Sarah Davidson and Daniel Giordano at Wil Aballe Art Projects
At Vancouver’s WAAP, Canadian artist Sarah Davidson draws on their experience as a nature guide to produce a series of dramatic works that pull from the history of nature drawing while queering it at the same time. The works blend pastels, oil paint, ink, and watercolor to create layered compositions of biomorphic figures and fragments of nature. Amid the natural forms, the works are littered with eyeballs, a way of looking back at the viewer, and a reference (and response) to science’s history of “objective” categorization of nature, Davidson told ARTnews. Davidson’s works thrillingly return chaos back to nature.
Al Svoboda at april april
It would be easy to pass by april april’s presentation of New York–based painter Al Svoboda. At first glance, there isn’t much on the walls beside a small shelf. But within the shelf are 17 wrapped abstract paintings the size of snapshots. Start talking to someone at the gallery and they will offer to take out a choice one for you to view up close. The shelving is about creating “a privacy for a medium that is otherwise hypervisible,” explained april april’s Lucas Regazzi.
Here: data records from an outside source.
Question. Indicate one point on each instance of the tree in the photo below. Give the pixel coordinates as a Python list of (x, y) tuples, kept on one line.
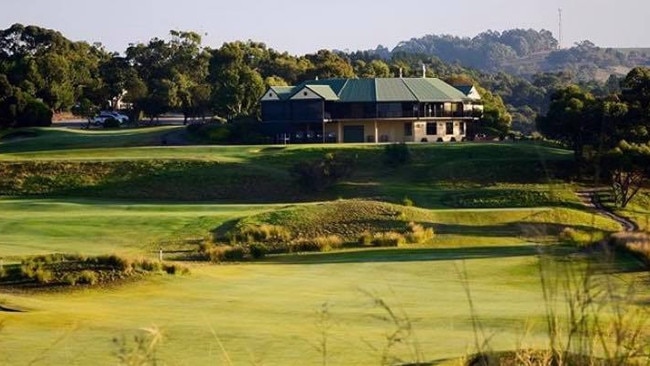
[(236, 85), (327, 64), (495, 114), (636, 94), (570, 119), (629, 166)]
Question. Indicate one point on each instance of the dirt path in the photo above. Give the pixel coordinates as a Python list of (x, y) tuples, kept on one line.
[(589, 198)]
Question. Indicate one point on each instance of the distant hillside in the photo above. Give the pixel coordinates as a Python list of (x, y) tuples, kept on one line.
[(526, 52)]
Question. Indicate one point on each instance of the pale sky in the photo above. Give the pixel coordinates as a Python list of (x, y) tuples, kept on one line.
[(306, 26)]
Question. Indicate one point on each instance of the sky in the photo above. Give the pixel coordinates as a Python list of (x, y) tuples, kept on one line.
[(306, 26)]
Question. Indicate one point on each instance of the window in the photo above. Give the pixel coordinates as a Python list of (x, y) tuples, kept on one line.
[(432, 128), (408, 129), (449, 128)]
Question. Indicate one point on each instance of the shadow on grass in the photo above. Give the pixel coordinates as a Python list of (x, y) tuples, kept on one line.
[(521, 229), (406, 255)]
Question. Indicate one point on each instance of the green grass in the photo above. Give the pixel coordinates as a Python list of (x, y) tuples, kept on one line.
[(61, 139), (267, 312), (489, 204), (114, 164), (350, 219), (98, 227)]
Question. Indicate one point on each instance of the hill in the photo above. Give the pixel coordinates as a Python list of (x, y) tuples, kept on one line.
[(526, 52)]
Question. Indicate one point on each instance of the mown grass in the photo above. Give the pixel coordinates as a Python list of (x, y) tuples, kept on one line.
[(74, 164), (34, 140), (267, 312), (35, 226), (351, 219)]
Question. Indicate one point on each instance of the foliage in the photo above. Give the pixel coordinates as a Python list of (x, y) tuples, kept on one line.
[(580, 238), (317, 244), (629, 168), (397, 154), (66, 269), (320, 174), (570, 119), (637, 243), (111, 123), (226, 253)]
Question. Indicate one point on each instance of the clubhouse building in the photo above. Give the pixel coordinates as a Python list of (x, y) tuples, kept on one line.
[(370, 110)]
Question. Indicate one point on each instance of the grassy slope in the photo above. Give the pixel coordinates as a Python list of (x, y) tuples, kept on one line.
[(62, 163), (266, 312)]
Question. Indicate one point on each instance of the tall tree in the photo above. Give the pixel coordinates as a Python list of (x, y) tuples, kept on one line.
[(570, 119), (236, 82)]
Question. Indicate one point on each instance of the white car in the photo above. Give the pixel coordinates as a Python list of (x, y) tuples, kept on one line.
[(104, 115)]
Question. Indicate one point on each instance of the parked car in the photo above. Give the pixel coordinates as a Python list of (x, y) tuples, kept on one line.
[(99, 119)]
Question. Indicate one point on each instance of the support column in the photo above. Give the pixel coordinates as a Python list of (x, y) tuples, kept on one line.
[(376, 133), (339, 132)]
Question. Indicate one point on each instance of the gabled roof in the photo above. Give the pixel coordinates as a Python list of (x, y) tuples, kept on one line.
[(466, 89), (283, 92), (325, 91), (377, 90)]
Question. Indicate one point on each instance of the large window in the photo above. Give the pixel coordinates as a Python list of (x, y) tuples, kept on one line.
[(307, 110), (432, 128), (275, 111), (408, 129), (389, 110)]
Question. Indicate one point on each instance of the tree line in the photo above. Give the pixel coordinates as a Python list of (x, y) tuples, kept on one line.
[(609, 134), (42, 72)]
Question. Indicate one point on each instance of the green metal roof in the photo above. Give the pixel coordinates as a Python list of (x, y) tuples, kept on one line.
[(359, 90), (325, 91), (394, 90), (433, 90), (378, 90), (283, 92), (465, 89)]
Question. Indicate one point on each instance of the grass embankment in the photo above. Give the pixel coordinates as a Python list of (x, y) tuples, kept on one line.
[(57, 270), (351, 220), (268, 312), (70, 164)]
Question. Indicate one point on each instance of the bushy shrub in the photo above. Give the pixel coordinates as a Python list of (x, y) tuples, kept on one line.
[(397, 154), (388, 239), (580, 238), (318, 244), (418, 234), (322, 173), (226, 253), (114, 261), (70, 279), (147, 265), (382, 239), (304, 245), (36, 114), (111, 123), (637, 242), (264, 233), (174, 269), (88, 277), (257, 251)]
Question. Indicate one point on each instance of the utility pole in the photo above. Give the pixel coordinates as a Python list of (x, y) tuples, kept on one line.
[(559, 46)]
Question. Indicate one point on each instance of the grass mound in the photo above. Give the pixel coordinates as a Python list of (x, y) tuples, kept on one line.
[(56, 270), (346, 219)]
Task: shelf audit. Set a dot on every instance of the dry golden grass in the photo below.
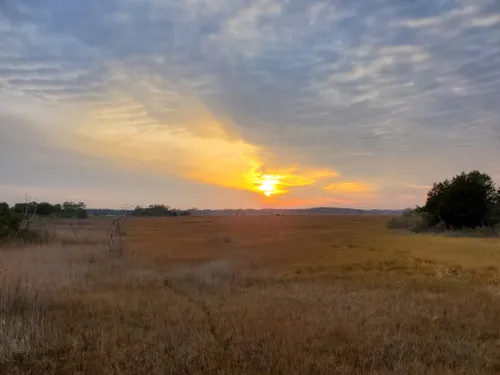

Meanwhile, the paintings retain the improvisational quality of a snapshot. According to Regazzi, Svoboda lets the paint guide him as it arrives on the canvas, revealing an image as much as making it. The idea is to create an “aspiration” toward meaning, while acknowledging the failure of image-making and language to actually do so. The sum effect is an intimacy with the work antithetical to the chaotic fair experience.